Dubai is continuing to explore options to develop trading in the yuan despite a deal announced yesterday by Qatar setting up a clearing and settlement facility in the Chinese currency.
Qatar became the first centre in the Middle East to host a yuan clearing and settlement facility, after a deal between the Qatar Central Bank and the People’s Bank of China.
The Dubai International Financial Centre, which has set its sights on becoming a yuan centre to support the growing trade between the UAE and China, declined to comment. But officials are believed to be pursuing the strategy.
“There are different ways to do this. It has to make sense as a business proposition and I’m not sure Qatar has the volume of trade with China to justify it. We are continuing to look at the possibility. The support of the Central Bank is crucial,” a DIFC official said on condition of anonymity.
UAE-China trade is forecast to reach US$60 billion this year, according to forecasts made last year during the China-Arab States Cooperation Forum in Beijing.
Earlier this year it was announced that China had overtaken India to become the UAE’s top trading partner.
At a ceremony in the Qatari capital Doha yesterday announcing the yuan trading deal, officials said that trade between Qatar and China had reached $11.5bn in 2013, the last year for which details were available.
A statement from the government of Qatar said: “As the first clearing centre in the region to offer yuan clearing and settlement, this deal will increase financial connectivity between China, south-west Asia and the Mena region and increase opportunity to expand trade and investment between China, Qatar and the region.
“The centre provides access to China’s onshore currency and foreign exchange markets for local financial institutions fostering cross-border use of the yuan in the region.”
“ Banks are now able to expand their investment portfolios of financial services and products through the facilitation and issuance of financial instruments such as the trading of debt market products, interest rate and commodity derivative products denominated in yuan,” the statement added.
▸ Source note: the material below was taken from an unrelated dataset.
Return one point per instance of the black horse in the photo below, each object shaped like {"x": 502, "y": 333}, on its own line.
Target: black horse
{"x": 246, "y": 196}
The governor of the Qatar Central Bank, Sheikh Abdullah Al Thani, said: “The launch of the region’s first RMB clearing centre in Doha creates the necessary platform to realise the full potential of Qatar’s and the region’s trade relationship with China.”
Jiang Jianquing, chairman of the Industrial and Commercial Bank of China which will be the settlement bank in Doha, said: “The first yuan clearing centre in the region will open further the gateway and opportunities for trade between China and the Middle East and Africa. Looking to the future, it will improve the ease of transactions between companies in the region and China by allowing them to settle their trade directly in yuan, drawing increased trade through Qatar and boosting bilateral and economic collaborations between Qatar and China.”